La samaritana se sorprende de que Jesús reconozca su historia personal sin prejuicios, ni rechazo, es ahí cuando reconoce que Él es un gran profeta, enviado de Dios porque le ha dicho todo lo que ella es. La Samaritana descubre poco a poco la verdadera identidad de Jesús, al principio lo ve como un judío, con el que no debe relacionarse, luego descubre que Él es más importante que Jacob, lo reconoce como un profeta y finalmente acoge la relevación de Jesús como Mesías.

A propósito de este texto San Agustín comenta “Tantas veces fue la mujer a este pozo hasta que se encontró con Jesús, sentado, cansado del camino. «Hay un motivo en el cansancio de Jesús… La fuerza de Cristo te ha creado, la debilidad de Cristo te ha regenerado… Con la fuerza nos ha creado, con su debilidad vino a buscarnos». El cansancio de Jesús, signo de su verdadera humanidad, se puede ver como un preludio de su pasión, con la que realizó la obra de nuestra redención.

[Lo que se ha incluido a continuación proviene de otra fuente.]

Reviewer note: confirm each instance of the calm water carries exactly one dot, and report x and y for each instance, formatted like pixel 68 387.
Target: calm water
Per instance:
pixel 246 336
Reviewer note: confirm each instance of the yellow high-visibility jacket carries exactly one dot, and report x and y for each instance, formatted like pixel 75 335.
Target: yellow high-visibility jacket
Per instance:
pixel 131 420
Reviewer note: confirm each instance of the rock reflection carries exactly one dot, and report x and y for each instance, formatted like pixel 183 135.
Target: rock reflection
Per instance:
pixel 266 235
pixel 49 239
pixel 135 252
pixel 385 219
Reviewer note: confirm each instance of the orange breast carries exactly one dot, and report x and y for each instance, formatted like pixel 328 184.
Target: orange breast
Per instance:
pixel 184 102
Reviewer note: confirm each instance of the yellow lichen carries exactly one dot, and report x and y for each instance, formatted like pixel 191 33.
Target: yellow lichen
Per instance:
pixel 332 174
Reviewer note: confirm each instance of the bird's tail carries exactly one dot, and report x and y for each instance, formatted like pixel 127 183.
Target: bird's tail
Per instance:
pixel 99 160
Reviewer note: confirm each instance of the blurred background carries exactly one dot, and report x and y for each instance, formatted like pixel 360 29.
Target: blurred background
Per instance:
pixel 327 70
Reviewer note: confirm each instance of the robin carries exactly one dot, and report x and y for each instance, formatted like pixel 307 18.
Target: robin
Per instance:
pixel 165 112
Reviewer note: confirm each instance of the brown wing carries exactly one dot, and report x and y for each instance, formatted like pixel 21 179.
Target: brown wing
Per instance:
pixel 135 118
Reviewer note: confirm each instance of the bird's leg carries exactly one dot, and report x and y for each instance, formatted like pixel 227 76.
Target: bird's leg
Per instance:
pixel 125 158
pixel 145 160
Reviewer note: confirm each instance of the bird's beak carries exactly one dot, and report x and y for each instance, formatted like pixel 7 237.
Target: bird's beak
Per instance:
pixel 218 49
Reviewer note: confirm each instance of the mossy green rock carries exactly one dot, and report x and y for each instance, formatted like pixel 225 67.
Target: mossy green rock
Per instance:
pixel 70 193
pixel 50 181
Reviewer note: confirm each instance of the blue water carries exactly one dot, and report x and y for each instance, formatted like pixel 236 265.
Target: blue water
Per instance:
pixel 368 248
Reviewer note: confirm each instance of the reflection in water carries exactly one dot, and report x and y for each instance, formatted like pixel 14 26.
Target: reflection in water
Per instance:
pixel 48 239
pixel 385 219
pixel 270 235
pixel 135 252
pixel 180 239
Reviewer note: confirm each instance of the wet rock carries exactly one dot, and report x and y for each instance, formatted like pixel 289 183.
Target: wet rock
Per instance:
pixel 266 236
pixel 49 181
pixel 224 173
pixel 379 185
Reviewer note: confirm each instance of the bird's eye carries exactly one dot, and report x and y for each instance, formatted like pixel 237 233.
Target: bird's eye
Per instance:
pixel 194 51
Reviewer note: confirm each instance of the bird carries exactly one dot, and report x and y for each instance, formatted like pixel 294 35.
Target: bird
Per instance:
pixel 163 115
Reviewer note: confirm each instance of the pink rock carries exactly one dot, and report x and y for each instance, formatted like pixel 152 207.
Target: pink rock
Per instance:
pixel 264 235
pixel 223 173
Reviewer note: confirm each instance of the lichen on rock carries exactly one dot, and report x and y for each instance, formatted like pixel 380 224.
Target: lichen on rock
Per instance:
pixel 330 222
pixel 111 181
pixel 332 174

En particular, en el encuentro con la Samaritana, en el pozo, sale el tema de la sed de Cristo, que culmina en el grito en la cruz: «Tengo sed”, (Jn 19, 28). Ciertamente esta sed, como el cansancio, tiene una base física. Pero Jesús, como dice también Agustín, «tenía sed de la fe de esa mujer», al igual que de la fe de todos nosotros. Dios Padre lo envió para saciar nuestra sed de vida eterna, dándonos su amor, pero para hacernos este don Jesús pide nuestra fe”, (Mensaje del Papa Benedicto XVI en el Ángelus, domingo, 27 de marzo de 2011).